Hackers hijacked Tesla-owned Amazon cloud account and used it for cryptocurrency mining.
RedLock, the company involved in cybersecurity, has found the hack of the account on Amazon Web Services, the cloud services platform. It turned out that the account’s owner was Tesla. But the researches were not the first to find it.
Hackers broke the account with the help of Google's Kubernetes console, open source software for automating deployment, scaling and management of containerized applications. The Tesla account on Kubernetes was lacked password protection.
However, the hackers needed the Tesla account not for data theft, but for the power for cryptomining. They hid their tracks using the Cloudflare service.
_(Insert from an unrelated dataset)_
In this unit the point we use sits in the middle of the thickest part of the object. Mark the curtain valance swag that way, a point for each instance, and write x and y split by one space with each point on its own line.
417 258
RedLock immediately notified Tesla about the hijack and quickly removed the vulnerability. According to the representative of Tesla, there were no signs of leak of customer privacy or car safety data. “The impact seems to be limited to internally-used engineering test cars only, and our initial investigation found no indication that customer privacy or vehicle safety or security was compromised in any way,” the Tesla’s spokesperson said.
According to RedLock estimation, 58% of organizations using public cloud services such as Microsoft Azure or Google Cloud walk on thin ice and in fact remain open to attacks.
Redlock’s CTO, Gaurav Kumar, said: “The recent rise of cryptocurrencies is making it far more lucrative for cybercriminals to steal organizations’ compute power rather than their data.”